This video is exciting:
Pavzner and his team address the challenge of determining a protein’s sequence, given mass spectrometry data. This problem is challenging because every protein undergoes translational modifications, and therefore mass-specs actually measure proteins which deviate (slightly) from their non-translated nucleotide sequences.
An unsolved challenge is to correctly infer a protein’s sequence, given mass-spec data. However, we CAN compare mass-specs against a database of existing (and known) mass-specs in order to guess the sequences. This process is computationally expensive because it requires a linear search of the database for every queried mass-spec search key.

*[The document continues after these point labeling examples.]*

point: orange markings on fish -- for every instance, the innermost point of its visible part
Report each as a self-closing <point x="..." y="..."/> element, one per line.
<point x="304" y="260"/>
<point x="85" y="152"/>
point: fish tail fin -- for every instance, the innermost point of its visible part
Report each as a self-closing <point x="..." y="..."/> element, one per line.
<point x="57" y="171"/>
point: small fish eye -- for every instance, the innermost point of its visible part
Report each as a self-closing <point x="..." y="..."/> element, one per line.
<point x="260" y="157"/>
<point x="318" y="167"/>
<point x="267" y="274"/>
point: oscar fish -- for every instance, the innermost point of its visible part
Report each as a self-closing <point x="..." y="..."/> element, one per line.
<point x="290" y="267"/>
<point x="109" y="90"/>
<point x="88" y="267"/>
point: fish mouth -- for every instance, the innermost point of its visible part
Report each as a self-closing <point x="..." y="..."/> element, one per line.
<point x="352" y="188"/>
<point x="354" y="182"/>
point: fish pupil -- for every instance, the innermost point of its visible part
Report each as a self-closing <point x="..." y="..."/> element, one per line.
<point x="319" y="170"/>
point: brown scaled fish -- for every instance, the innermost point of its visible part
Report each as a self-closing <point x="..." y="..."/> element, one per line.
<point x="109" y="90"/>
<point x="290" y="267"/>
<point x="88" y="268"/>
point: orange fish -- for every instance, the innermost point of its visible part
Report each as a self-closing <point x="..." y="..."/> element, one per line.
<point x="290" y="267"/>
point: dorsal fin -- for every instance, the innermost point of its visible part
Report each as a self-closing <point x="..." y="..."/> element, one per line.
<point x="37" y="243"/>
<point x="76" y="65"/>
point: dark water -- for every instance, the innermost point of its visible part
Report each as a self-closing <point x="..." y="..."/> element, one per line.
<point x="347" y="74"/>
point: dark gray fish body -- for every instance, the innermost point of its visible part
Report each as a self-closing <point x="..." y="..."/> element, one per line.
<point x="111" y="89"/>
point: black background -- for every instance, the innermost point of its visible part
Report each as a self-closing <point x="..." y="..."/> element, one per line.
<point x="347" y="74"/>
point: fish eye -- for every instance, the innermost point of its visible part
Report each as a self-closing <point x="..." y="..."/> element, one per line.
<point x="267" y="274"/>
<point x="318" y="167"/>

Pavzner present a more efficient algorithm for “guessing” a protein’s sequence, given its mass-spectrum. His technique involves constructing a network of spectral data, and then using that network as the basis for a search. This is remarkably faster than traditional database searches. Pavzner, et al, apply this technique to whole-genome spectrometric data, and yield promising results.
My obscure notes:
17:00 – Why is the signal-to-noise ratio reduced “six-fold” ?
18:01 – Look-up reference for “anti-symmetric pass approach” to solving an alignment between two sequences of unequal length. Can we use this storage technique for other information domains: phylogenetic trees? Electroencephalographic data?
28:07 – The use of “snake venom” makes any science project sound cool.